P.S. In this particular case, the word ‘bitacle’ is part of the web address ‘stopbitacleorg’ and this might be the only exception on the rule! 😉
In the post Are Bitacle blog thieves too? on lutrov.com, David Martin, claiming to be seo of bitacle, writes that he will answer your question. I don’t believe this, because I’m still waiting for an answer from David Martin, in reply to the message I sent to him.
Report apparent abuse of Google Ads to Google, because bitacle.org uses the content on your weblog to earn money with Google Ads. As many people should inform Google as possible from whom weblog content was stolen. More information at How do I report a policy violation?
We are not the only one with this problem.
- Spoken For: Those Bastards!! (bitacle.org)

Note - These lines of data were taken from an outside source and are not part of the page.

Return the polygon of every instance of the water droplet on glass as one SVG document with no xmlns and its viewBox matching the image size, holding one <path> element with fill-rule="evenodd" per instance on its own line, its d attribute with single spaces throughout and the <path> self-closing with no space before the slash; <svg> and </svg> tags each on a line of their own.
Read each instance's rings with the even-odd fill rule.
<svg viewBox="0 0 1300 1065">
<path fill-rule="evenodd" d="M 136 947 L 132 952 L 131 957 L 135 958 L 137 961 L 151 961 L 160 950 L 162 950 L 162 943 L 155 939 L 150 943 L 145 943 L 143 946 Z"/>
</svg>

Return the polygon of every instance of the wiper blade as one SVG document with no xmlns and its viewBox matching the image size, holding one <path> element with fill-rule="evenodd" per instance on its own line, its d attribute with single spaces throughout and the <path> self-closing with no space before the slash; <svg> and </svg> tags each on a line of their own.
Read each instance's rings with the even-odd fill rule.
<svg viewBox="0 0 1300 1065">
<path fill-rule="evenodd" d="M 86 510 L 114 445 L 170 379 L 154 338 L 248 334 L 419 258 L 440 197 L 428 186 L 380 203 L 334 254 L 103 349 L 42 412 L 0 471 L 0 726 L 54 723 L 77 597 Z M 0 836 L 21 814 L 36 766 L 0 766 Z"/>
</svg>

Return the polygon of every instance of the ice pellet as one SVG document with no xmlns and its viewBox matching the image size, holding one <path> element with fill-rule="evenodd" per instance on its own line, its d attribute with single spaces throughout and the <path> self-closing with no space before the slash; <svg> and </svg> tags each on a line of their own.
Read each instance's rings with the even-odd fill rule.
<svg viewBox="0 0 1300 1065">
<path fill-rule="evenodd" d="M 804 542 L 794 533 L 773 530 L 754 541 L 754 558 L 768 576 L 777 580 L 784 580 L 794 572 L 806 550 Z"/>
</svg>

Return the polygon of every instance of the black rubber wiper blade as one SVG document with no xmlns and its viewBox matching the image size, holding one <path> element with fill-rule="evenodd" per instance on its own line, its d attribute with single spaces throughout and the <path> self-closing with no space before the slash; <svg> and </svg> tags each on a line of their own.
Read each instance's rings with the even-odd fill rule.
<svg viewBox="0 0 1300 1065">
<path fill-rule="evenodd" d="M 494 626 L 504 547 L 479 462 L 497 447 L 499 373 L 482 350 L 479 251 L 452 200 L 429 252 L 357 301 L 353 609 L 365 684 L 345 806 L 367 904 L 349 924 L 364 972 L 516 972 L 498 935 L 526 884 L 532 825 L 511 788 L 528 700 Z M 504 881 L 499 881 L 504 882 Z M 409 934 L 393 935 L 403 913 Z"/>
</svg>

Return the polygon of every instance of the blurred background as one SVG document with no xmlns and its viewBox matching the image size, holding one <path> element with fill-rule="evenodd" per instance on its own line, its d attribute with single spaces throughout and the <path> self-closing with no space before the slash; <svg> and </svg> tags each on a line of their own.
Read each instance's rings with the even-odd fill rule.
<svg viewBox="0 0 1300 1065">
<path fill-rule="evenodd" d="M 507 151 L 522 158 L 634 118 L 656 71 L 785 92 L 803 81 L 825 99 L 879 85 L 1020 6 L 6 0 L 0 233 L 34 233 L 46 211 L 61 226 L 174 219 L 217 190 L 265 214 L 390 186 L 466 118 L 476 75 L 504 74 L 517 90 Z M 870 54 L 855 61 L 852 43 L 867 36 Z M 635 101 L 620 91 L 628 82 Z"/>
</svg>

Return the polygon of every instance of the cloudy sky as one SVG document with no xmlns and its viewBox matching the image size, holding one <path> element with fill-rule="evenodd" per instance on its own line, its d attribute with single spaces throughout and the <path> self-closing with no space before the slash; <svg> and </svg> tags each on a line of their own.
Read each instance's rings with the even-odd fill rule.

- Bitacle: thieves now open for business in the 8th circle of hell
Banning their IP is a bit of a problem because they are changing it. At the moment it’s 22.214.171.124.
The people behind bitacle.org steal content, such as text and images, from other’s weblogs and place it on their own website. Their practices are criminal and/or abusive, because these people violate the copyrights on the original content, of their holders. Not only copyrights are violated, licenses such as those of the Creative Commons are not respected as well.
Stolen content from weblogs is placed on bitacle.org’s website, between commercial messages for which the people behind binacle.org are being paid for by advertisers. At this moment Google places commercial messages on bitacle.org, but this company is requested to reject bitacle.org as their client, because of bitacle.org’s criminal/abusive behaviour.
Stop bitacle.org from stealing the content of weblogs. Take action!